19 October 2014

Young eyes

OK, so I'm no Ian Wallace*. But I had thought my ID skills would remain better than my young son's for a few years yet...

So it was something of a surprise when, as I guided him around the view from Brandon's East Marsh hide with the words "...and there on the far island you can see three greylag geese...", I received the reply: "well that one's not!"


To be fair, he was using the scope and I just a pair of bins; the bird was also well hunkered down as I scanned it and had decided to pop its head up when he got to it.

But perhaps just as pertinently he was using a child's mind - fresh, open and endlessly enquiring - while I was using a considerably older brain which is perhaps slightly more likely to see things as it has seen things before, rather than as they really are. I suspect there's a lesson there for us all.

What he had so rightly pointed out was that my third greylag in fact looked nothing like a greylag; hardly suprising with it in fact being an egyptian goose (library photo, left).

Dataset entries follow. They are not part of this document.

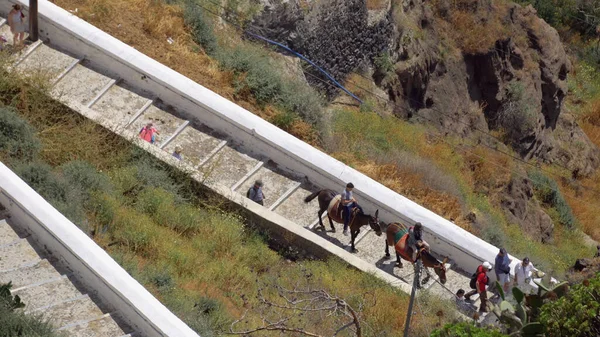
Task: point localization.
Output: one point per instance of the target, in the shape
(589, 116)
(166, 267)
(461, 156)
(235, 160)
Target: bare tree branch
(301, 304)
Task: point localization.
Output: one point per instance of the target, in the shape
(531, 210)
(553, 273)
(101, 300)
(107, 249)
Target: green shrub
(577, 314)
(17, 137)
(464, 329)
(16, 323)
(205, 315)
(302, 100)
(284, 120)
(494, 235)
(160, 205)
(86, 178)
(67, 196)
(254, 72)
(201, 27)
(257, 75)
(549, 193)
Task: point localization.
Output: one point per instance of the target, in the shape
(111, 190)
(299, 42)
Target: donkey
(357, 219)
(397, 235)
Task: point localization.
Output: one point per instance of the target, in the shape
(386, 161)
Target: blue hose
(308, 61)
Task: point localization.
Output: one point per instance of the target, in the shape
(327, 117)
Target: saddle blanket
(334, 211)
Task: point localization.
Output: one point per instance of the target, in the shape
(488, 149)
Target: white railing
(198, 104)
(89, 263)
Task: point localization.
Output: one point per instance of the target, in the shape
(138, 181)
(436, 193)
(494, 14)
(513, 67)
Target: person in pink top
(148, 133)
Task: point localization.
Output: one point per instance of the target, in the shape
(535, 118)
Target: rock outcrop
(337, 35)
(467, 67)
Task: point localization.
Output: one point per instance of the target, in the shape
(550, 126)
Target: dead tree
(289, 308)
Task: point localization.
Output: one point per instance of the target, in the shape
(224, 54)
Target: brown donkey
(397, 235)
(357, 219)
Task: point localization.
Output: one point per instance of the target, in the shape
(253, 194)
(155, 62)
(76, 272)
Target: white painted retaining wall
(90, 263)
(196, 103)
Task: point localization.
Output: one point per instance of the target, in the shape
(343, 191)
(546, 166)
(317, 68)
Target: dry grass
(412, 184)
(147, 24)
(474, 27)
(491, 171)
(377, 4)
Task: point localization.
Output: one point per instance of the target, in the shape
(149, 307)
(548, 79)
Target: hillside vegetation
(187, 246)
(459, 177)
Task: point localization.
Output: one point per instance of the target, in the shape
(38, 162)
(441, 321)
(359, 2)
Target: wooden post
(412, 297)
(33, 22)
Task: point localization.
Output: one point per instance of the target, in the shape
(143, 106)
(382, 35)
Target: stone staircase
(48, 291)
(212, 156)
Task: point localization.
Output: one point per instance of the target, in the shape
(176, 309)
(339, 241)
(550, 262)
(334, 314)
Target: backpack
(473, 283)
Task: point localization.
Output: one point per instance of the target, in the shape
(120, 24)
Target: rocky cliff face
(338, 35)
(467, 67)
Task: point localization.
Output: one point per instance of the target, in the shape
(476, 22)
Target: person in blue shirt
(348, 202)
(502, 269)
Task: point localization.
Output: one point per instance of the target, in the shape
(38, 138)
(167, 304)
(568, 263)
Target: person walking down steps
(177, 153)
(479, 283)
(148, 133)
(256, 194)
(16, 22)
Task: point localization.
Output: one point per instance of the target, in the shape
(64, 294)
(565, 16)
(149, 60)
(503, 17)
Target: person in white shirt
(348, 202)
(523, 275)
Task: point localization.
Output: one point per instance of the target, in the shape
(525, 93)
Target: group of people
(523, 274)
(16, 22)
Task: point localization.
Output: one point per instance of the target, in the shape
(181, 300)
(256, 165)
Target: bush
(577, 314)
(200, 26)
(516, 117)
(17, 137)
(16, 323)
(160, 205)
(83, 176)
(548, 192)
(464, 329)
(68, 197)
(255, 74)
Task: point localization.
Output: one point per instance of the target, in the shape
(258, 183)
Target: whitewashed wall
(90, 263)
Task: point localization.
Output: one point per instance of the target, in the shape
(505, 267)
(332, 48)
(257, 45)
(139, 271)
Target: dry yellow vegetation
(146, 25)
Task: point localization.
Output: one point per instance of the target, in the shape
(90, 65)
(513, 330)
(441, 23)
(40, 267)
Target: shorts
(503, 278)
(19, 27)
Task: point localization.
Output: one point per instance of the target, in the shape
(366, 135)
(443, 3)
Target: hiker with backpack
(16, 22)
(479, 282)
(255, 193)
(502, 269)
(148, 133)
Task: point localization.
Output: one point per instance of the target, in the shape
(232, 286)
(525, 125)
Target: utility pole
(412, 297)
(33, 23)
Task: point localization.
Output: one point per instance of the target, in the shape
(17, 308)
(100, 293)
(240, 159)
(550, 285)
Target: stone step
(227, 167)
(104, 326)
(80, 86)
(7, 234)
(17, 254)
(276, 184)
(69, 312)
(196, 144)
(47, 293)
(119, 105)
(164, 120)
(29, 274)
(294, 208)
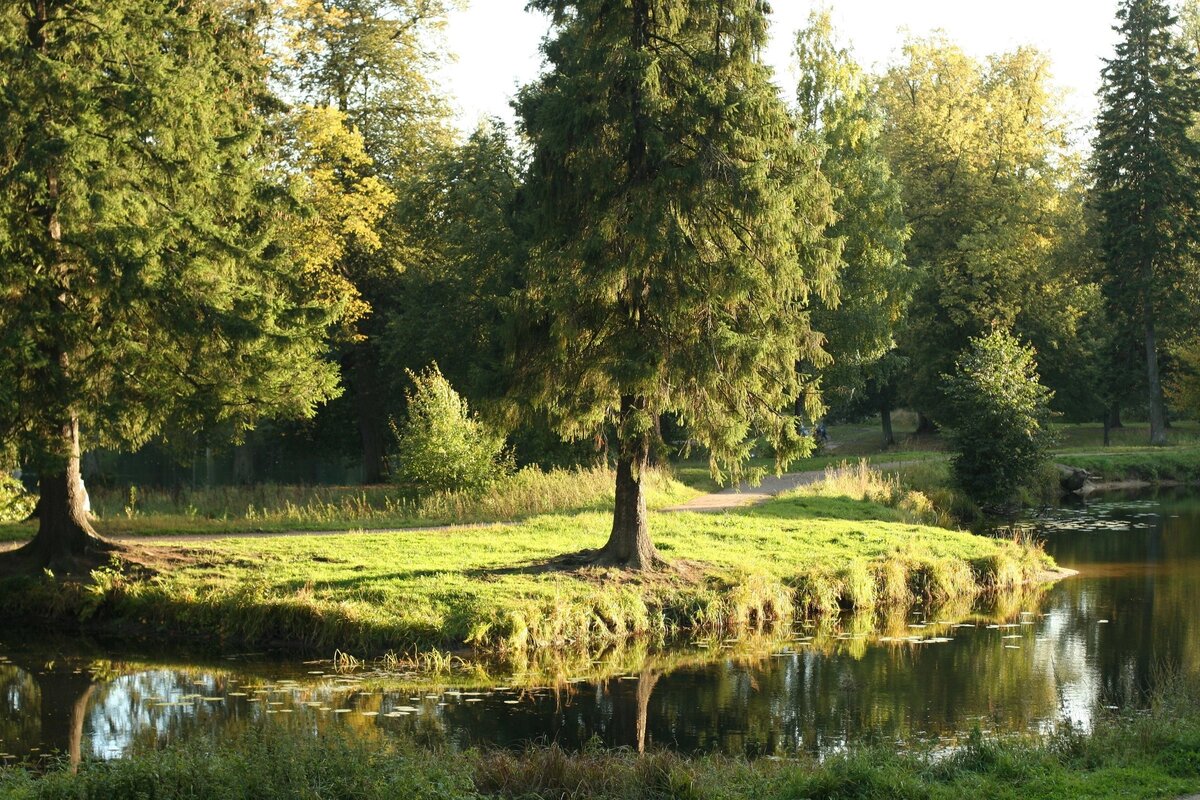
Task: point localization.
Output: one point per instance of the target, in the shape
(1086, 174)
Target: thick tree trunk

Now, in some eyes this would be a modest find: an egyptian goose is not a super-rare bird; while it might have established a breeding population it's hardly a 'natural' incomer to our shores; and reports show that this one has been around at Brandon for a while (see report here).

But it is undeniably exotic looking, it's hardly frequent in my part of the world, and it was my son's first bona fide 'beat Dad to it' spot. In my book that makes it a pretty special find.

There were plenty of other good finds for a family morning at Brandon: as well as some fantastic bracket fungus (see picture) we enjoyed great views of a water rail (including a rarely seen flight) at the new Ted Jury hide; another sighting of that deceptively pale juvenile buzzard at same; a green sandpiper among the teal at Teal Hide; and, among the black-headed gulls on East Marsh, two lesser black back and two common gulls with their customary winter streaky heads.

Bird of the day: Egyptian goose (Alopochen aegyptiacus), a relative of the shelduck originally kept in wildfowl collections; now there is an established UK breeding population with a population bias towards the east of the country.

*Many birders will know of D.I.M. Wallace, perhaps the grandest of grand old men of British birding; if you don't then do yourself a favour and beg, borrow, buy or steal a copy of his Beguiled by Birds - it's an extraordinary read.